Prosciutto and Fig Pizza with Arugula
- 1 16-ounce package whole wheat pizza dough (available in any supermarket) or homemade pizza dough
- Flour for dusting your board or counter
- ½ cup fig jam, divided
- 1 cup shredded Fontina cheese, divided
- 2 ounces thinly sliced prosciutto cut into one inch strips (about five slices), divided
- ½ cup arugula, divided
- Balsamic Cream, or a homemade balsamic reduction (see note above)
- Corn meal for dusting the pizza peel
- Let dough come up to room temperature and rest in a warm place for one hour covered with a piece of plastic and a dish towel. The link to the perfect pizza dough makes six 7-ounce balls so adjustments will need to be made.

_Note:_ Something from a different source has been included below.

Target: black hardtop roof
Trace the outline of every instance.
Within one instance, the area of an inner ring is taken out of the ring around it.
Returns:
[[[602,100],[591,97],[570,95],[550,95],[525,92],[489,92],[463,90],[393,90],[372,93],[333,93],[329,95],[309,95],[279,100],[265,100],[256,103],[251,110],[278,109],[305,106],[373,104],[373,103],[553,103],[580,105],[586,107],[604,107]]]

- Preheat oven to 500 degrees or higher, if your oven gets that hot, and place a pizza stone on bottom rack.
- Sprinkle a little flour on your board and cut dough in half. Each half will be one pizza.
- Roll out or press by hand into a 12 – 14 inch circle.
- Sprinkle corn meal on your pizza peel and place the rolled out dough round onto the peel.
- Spread half of the fig jam almost to the edges of the dough. Sprinkle half of the cheese over the fig jam. Sprinkle half of the prosciutto over the cheese.
- Slide the dough onto the preheated pizza stone and bake for six to seven minutes. Use a pair of long handled tongs to peek under pizza to see if it is properly browned. If your oven gets hotter than 500 degrees, it may cook in as little as five to six minutes.
- Remove the pizza from the oven and onto a cutting board and sprinkle half of the arugula on top. Drizzle with the Balsamic Cream.
- Repeat the process using the other half of the ingredients for the second pizza.